Medgar Wiley Evers, along with his wife, Myrlie, should be credited with sparking local NAACP branches to organize and reactivate when he became Mississippi NAACP field secretary in 1954 and relocated to Jackson. His dedication over the next nine years of his life is unparalleled in Mississippi’s fight for equity.
Jackson NAACP youth council members and leaders should also be celebrated for their tenacity. Among them are Shirley, Orbra, and Lee Roy Harrington; Gene Young; Cleveland and James Donald; Stanley Wright; and Randolph, Arthur, Althea, Evelyn, and Fannie Watson; and Kathryn Orey Perry, who also served as a state NAACP youth advisor as did Shirley Harrington, Addie Green, and this writer. Harrington served as a youth council member during the turbulent 1960s and went on to be a youth leader for over three decades. Green also served as special assistant to Dr. Aaron E. Henry, state NAACP president.
Although the NAACP’s primary mission is civil rights, local branches have addressed all social disparities with great vigor; education being at the top of the list.
“For seven consecutive years, we had a citywide partnership with JPS to ensure school readiness,” recalls former president Gus McCoy. “We impacted an average of 1,500 students per year with supplies and coordination with health resources through a number of community partners.”

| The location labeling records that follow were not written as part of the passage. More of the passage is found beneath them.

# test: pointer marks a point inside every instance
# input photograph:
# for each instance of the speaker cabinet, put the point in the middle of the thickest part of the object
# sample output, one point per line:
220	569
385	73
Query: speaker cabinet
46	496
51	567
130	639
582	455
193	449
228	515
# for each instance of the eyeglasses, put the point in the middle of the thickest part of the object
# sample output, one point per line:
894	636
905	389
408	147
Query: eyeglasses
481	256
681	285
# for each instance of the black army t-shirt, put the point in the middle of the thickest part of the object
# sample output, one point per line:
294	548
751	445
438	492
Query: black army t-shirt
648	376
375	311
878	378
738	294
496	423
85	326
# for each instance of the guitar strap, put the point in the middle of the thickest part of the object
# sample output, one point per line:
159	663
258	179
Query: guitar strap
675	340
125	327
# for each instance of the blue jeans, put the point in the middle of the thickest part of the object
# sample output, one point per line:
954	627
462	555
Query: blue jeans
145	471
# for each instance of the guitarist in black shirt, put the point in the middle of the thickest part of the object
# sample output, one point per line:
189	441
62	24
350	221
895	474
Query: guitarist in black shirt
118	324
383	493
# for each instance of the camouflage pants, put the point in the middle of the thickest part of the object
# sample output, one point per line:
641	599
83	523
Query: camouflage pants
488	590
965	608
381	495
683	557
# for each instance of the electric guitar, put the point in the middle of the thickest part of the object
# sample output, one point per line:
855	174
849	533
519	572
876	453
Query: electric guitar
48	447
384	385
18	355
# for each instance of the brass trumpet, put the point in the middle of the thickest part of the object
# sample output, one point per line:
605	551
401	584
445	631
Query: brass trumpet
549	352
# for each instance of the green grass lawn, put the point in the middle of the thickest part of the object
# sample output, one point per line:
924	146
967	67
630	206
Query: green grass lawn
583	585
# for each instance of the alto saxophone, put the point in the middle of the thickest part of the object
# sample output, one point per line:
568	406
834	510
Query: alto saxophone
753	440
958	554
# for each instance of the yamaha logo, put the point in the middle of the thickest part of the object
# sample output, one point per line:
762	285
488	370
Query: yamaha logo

Former president Esther Quinn Muhammad (1990-94) added her priority was engaging youth. “We had the largest membership of young people joining and participating in the Jackson branch. We reactivated the youth council and worked closely with the college chapters in the area,” she said.
“The Jackson Branch NAACP continues to be involved with civic engagement activities, such voter registration, voter education forums, and Get Out The Vote,” says current president Deloris Lee. “We have supported school bond issues that will improve the schools here in Jackson; been involved with the effort to get a new stage flag; participated with the effort to educate the community on the importance of the Census; supported Nissan workers in their efforts to unionize in Canton; opposed charter schools; partnered in health and political forums; and went on record of opposing the redistricting plan the state legislature adopted in 2021.”
Lee said branch members worked tirelessly during the 2021 and 2022 water crisis to get bottled water to senior and disabled citizens. Members also held COVID vaccination events for the public last year.
Again, this is not a history lesson on the Jackson Branch NAACP. This is merely a thank you to those mentioned and not mentioned for their incredible service to the Jackson community.